Wide range of operation
The system can also operate at a wide range of wind speeds, from 2m/s to 28m/s. Power is passed down from the generators along the tethers to a ground station. Once there, the power can be stored in batteries or directed to a transformer that can then pass it directly to the power grid.
Each helium-filled ‘airship’ will be attached to three tethers to keep it stable. If only one tether were used the devices would be less stable and would have to be stationed far apart to avoid collisions.
The spin induced by the wind on the turbine also helps keep the device stable by using an aerodynamic force known as the Magnus effect — the same effect that induces swing in cricket balls. The phenomenon uses the low pressure beneath and high pressure above the balloon to give more lift, helping keep the device stabilised. It also pulls the device upwards, maximising the benefits of altitude, rather than leaving it hanging down on its tether.
The concept for the system originated from work by Magenn in the 1980s, when it designed an airship that used the Magnus effect, which it hoped would one day replace the helicopter. The Reagan administration awarded a contract to develop the technology as part of the Star Wars programme, but it was cancelled when the programme itself was pulled.
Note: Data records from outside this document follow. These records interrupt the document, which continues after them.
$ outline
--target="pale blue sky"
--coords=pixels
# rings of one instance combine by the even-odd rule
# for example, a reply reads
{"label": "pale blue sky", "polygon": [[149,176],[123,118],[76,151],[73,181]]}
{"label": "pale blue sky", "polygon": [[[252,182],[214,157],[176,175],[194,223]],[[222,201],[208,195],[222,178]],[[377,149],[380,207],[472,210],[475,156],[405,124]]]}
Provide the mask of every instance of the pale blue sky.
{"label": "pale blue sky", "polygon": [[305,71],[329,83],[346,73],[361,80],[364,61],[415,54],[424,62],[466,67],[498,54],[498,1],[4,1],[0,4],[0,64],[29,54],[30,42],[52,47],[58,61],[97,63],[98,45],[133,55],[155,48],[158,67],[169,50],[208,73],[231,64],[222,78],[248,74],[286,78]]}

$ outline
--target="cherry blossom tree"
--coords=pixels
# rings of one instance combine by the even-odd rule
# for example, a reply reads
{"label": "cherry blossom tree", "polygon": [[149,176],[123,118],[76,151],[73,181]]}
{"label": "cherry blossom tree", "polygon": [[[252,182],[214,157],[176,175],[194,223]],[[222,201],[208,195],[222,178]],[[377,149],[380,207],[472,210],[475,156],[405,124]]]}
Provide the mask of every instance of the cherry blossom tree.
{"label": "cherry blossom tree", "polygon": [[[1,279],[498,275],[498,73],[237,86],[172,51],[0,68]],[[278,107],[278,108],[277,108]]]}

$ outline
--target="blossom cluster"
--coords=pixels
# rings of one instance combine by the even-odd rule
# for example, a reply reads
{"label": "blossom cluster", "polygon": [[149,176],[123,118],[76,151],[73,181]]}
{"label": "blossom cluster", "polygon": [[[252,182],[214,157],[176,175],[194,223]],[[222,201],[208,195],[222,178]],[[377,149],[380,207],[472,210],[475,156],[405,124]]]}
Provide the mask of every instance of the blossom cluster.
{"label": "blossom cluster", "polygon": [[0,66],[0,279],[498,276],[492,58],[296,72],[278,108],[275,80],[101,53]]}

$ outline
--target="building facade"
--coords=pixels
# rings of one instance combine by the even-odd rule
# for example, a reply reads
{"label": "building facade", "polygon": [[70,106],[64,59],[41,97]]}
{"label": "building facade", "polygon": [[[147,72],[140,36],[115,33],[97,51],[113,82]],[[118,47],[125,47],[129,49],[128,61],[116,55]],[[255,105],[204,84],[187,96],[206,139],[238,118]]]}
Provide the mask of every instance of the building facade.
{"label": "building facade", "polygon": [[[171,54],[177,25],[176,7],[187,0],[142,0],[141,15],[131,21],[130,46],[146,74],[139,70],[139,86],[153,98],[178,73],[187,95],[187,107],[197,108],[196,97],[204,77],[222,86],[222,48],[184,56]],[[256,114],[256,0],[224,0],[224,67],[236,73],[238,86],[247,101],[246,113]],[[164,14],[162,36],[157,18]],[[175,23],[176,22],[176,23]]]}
‘We took the knowledge from more than 160 wind tunnel tests in that project and applied it to big airships, which could be used to move cargo at low cost,’ said Brown. ‘Then we turned to the possibility of floating wind turbines using the same idea.’
No fly zones
To counter the potential problem of MARS devices interfering with aircraft flight paths, Magenn plans to apply for a NOTAM (Notice to Airmen), which would create small no-fly zone around the MARS wind farms. Each tether will also carry blinking lights every 50m with additional blinking lights attached to each balloon.
Another safety feature will bring the balloons back down to earth if they come free of the tethers. A thin filament wire fitted along the length of the balloon heats up if it comes free of the tether, slicing through the balloon’s fabric to let out the helium and allow the balloon to descend to safety. Each device is also made from radar-reflective material to enhance its visibility.
Magenn has made some basic prototypes and hopes to develop a 4kW commercial model by the start of next year.
Brown said MARS is suited to a number of applications besides disaster relief. It could be used in developing nations where infrastructure is limited or has been destroyed, or in areas where people live away from the main power grid.
Brown added that the